I'm very confused. Living with these dysfunctions are starting to make me believe that the problem is mine. Maybe I don't assert myself enough. Maybe masturbation is cheating. Maybe it's the man's job to do everything. I've never expressed these feeling to anyone so I've never received a third party's viewpoint. 

What do I do and what should I think?


----------



## MarkTwain (Aug 1, 2008)

Bill said:


> What do I do and what should I think?


This is basically what you have been asking your wife for the last 10 years: "Honey, What do I do and what should I think?". You have let her control you for many years.

I realise you have come here asking this question one last time, but I just wanted to point out the irony.

Was there ever a time when your woman was more into you sexually?


----------



## Bill (May 29, 2009)

My wife has always been the way she is. 

I think she's into me sexually, but she doesn't know how to express it. Or maybe she's just selfish. Sex, for her, seems more about her than us. 

She had a tough childhood which has affected her life in many ways. She's put up walls all around her which has left her alone and lonely. I really don't know what should be my level of understanding. When should I just say "enough"?


----------



## revitalizedhusband (Feb 9, 2009)

Maybe sex is too important in a relationship in my eyes, but there's no way I could live like that, and no way I would have got married before these issues were fixed.

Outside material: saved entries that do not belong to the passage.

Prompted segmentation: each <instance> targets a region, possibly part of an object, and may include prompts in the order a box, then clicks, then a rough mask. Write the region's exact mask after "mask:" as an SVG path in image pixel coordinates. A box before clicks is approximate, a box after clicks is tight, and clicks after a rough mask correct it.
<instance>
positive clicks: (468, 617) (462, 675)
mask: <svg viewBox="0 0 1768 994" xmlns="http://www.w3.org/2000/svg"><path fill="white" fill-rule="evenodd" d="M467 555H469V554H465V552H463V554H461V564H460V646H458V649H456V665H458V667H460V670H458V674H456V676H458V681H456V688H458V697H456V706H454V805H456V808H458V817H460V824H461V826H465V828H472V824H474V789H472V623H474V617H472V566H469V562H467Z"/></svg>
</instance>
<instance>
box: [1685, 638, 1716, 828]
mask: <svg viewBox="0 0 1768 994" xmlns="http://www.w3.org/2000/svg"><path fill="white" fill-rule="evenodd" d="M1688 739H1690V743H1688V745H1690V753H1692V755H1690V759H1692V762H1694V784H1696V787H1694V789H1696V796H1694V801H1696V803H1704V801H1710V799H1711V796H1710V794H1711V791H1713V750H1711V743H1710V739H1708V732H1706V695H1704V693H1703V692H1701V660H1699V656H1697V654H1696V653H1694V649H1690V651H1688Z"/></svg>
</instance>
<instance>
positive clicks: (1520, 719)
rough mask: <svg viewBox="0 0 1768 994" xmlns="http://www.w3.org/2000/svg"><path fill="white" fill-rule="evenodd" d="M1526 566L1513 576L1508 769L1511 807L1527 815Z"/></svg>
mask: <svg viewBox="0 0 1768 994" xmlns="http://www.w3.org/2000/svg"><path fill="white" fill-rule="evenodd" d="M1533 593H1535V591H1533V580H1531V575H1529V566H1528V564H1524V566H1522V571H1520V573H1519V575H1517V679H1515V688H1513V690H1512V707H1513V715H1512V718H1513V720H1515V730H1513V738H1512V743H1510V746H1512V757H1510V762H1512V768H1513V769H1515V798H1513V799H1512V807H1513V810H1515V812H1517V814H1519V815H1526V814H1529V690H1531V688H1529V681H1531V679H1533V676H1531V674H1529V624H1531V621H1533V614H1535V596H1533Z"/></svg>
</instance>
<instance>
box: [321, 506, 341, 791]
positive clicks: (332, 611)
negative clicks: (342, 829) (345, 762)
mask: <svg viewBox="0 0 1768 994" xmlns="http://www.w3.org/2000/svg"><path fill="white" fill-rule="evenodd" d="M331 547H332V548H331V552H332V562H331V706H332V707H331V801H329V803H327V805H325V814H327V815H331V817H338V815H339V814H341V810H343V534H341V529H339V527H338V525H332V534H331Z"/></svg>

You need to assert yourself to her, as MarkTwain (above) would say, you have shown no backbone in the relationship and that's typically a turnoff for women.


----------



## MarkTwain (Aug 1, 2008)

Bill-
So are you saying that she would like it more than once a month? If you initiate, what happens?


----------



## MarkTwain (Aug 1, 2008)

revitalizedhusband said:


> MarkTwain (above) would say, you have shown no backbone in the relationship and that's typically a turnoff for women.


This maybe so, but because she was dysfunctional to start with, the situation is beyond my ability to suggest a solution. 

A lot could be done to get the most optimum response from her, but that would still be not very impressive. Without an epiphany of her own, she is doomed to be the slave of her own strong willed nature, and she will suck anything and anybody into her orbit.

A woman like this might respond to an ultimatum, but she chose the sort of man who would never naturally give her one. That's co-dependency in action.


----------



## Blanca (Jul 25, 2008)

Why is your wife so suspicious of your attraction to her? 

You've lied to your wife for over ten years and on some level she senses that. i think you probably lie about a lot of things. Im going to guess you have a lot secrets and it is what's keeping you emotionally enslaved to your wife. Come clean with your wife, with yourself, and you will find your life will get better, after it gets worse of course.


----------